Enough, the title of the new Jennifer Lopez domestic thriller, screams from posters and advertising, and it just begs to be derided. Surely it’s what we’ll all be screaming as it grinds to its inevitable resolution of righteous you-go-girl rage. It sounds too much like one of those made-for-Lifetime titles that explain an entire plot, like They Stole Her Daughter or Her Boss Didn’t Give Her Maternity Leave. It must be the worst kind of big-screen cheese, a machine clicking along on wheels of formulaic man-bad-woman-good plotting.
That it is. And on some twisted, obvious level, you’ve just gotta admit that it works.
Directed with panache by veteran genre-crosser Michael Apted, Enough plays more shamelessly to its crowd than a band shouting out the name of the city in which it’s playing. Lopez plays a diner waitress named Slim who meets her apparent Prince Charming in Mitch, a chivalrous, wealthy customer she eventually marries. In an inspired bit of casting, Mitch is played by Billy Campbell—the dreamy, sensitive Rick from TV’s Once & Again—which makes it a perfect image-twist when Mitch turns out to be a violent control freak. He cheats on our sweet J-Lo, smacks her around for calling him on it and threatens to hurt her more and/or take away their daughter Gracie (Tessa Allen) if she tries to leave him. Yet run she does, child in tow and Mitch’s minions in pursuit, before finally deciding that she’s going to learn some Israeli fighting techniques because she’s had … enough.

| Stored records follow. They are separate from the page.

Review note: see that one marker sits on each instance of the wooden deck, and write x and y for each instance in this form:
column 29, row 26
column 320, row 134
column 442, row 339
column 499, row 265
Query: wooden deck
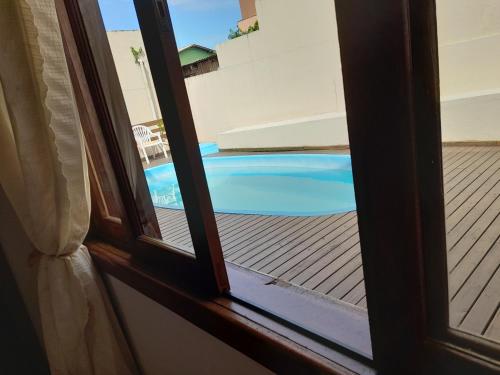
column 323, row 253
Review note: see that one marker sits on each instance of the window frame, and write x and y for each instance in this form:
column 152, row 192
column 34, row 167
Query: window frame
column 416, row 182
column 137, row 230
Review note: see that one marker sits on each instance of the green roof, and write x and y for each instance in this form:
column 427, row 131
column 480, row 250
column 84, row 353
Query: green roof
column 194, row 53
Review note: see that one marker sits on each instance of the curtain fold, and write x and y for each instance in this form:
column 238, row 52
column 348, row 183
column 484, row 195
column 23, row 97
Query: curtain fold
column 44, row 175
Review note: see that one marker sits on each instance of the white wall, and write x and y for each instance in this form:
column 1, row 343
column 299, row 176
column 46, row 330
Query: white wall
column 273, row 84
column 164, row 342
column 141, row 102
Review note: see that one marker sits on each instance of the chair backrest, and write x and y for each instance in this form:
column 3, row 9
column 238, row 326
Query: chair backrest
column 142, row 133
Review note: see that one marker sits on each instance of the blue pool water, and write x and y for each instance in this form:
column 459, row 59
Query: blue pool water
column 279, row 184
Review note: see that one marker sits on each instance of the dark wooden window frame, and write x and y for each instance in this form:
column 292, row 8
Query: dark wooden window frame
column 391, row 80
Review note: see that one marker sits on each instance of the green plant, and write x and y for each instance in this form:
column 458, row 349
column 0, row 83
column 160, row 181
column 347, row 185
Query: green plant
column 233, row 34
column 137, row 53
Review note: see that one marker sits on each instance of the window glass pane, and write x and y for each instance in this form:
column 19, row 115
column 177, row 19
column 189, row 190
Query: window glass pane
column 151, row 143
column 265, row 87
column 469, row 58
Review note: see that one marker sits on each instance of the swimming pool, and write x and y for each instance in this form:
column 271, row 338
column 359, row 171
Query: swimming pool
column 278, row 184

Bonus points if you recognized the basic premise of “my supposedly perfect husband is actually a raving psycho so I had to run away and change my identity” (now there is a made-for-Lifetime title waiting to happen) from the 1991 Julia Roberts thriller Sleeping With the Enemy, and to a lesser degree, 1999’s Double Jeopardy. No one involved seems to care much about whether Enough’s target audience has seen something similar before, because they know that audience is more than happy to see it again. Mitch spits out instantly hissable lines like, “I bring home the money, so I get to make the rules,” and pursues Slim with a relentlessness that would make Friday the 13th’s Jason feel inadequate. His comeuppance will follow, as the night follows the day, and along the way, our genre buttons will be pushed so hard that we’ll feel the bruises on the way out of the theater.

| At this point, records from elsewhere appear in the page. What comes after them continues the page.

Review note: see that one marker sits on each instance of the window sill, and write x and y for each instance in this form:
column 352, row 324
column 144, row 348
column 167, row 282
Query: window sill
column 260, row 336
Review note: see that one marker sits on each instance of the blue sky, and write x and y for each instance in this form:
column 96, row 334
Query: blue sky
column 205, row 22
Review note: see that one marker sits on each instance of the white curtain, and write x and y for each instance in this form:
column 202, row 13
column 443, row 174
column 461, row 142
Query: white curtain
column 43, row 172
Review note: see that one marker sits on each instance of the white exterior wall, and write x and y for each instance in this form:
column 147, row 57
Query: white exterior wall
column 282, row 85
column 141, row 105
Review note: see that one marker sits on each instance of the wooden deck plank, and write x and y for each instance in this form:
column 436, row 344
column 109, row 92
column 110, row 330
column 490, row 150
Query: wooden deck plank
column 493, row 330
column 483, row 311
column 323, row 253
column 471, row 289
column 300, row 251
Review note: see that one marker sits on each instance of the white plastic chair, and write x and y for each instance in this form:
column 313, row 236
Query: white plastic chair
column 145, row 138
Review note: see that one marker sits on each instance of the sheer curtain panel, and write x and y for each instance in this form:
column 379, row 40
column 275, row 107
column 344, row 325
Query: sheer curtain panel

There’s also no denying that Apted and screenwriter Nicholas Kazan push those buttons fairly well. Campbell gleefully plays the evil-incarnate husband as an icon of bullying chauvinism. The set pieces build tension effectively, and taut editing turns the chases into solid action cinema. But most of all, Enough understands that the cathartic release we’ve long sought in these female empowerment fantasies isn’t as much about shooting the abusive antagonist as it is turning the tables on him and kicking his ass black and blue. As Slim goes into training with her sensei in the hand-to-hand art of Krav Maga, we’re being primed for a great showdown. When she sets up Mitch’s beachfront palace for his downfall, the whooping is already underway. And when Slim delivers her first pimp-slap, we’ve been whipped into a foaming frenzy.
If only it didn’t take so long for Enough to get the lather going. The mid-section of the film turns into an American travelogue as Slim and Gracie bounce from L.A. to Seattle to San Francisco to Northern Michigan while attempting to elude Mitch. While all the city-hopping certainly establishes the antagonist’s persistence, it serves primarily as a nice demo reel for the film’s location manager, and a repetitive slog for the rest of us. We want to see Slim make Mitch her bitch, and there’s no excuse for wasting two hours of our time getting there.
A film like Enough should inspire something between a shrug of indifference and fuming outrage over its cynical embrace of vigilante justice. But when the lights come up and you realize a film has done its job, you can’t pretend it didn’t happen. It’s pure visceral melodrama, with the kind of simple satisfaction that doesn’t come along often … enough.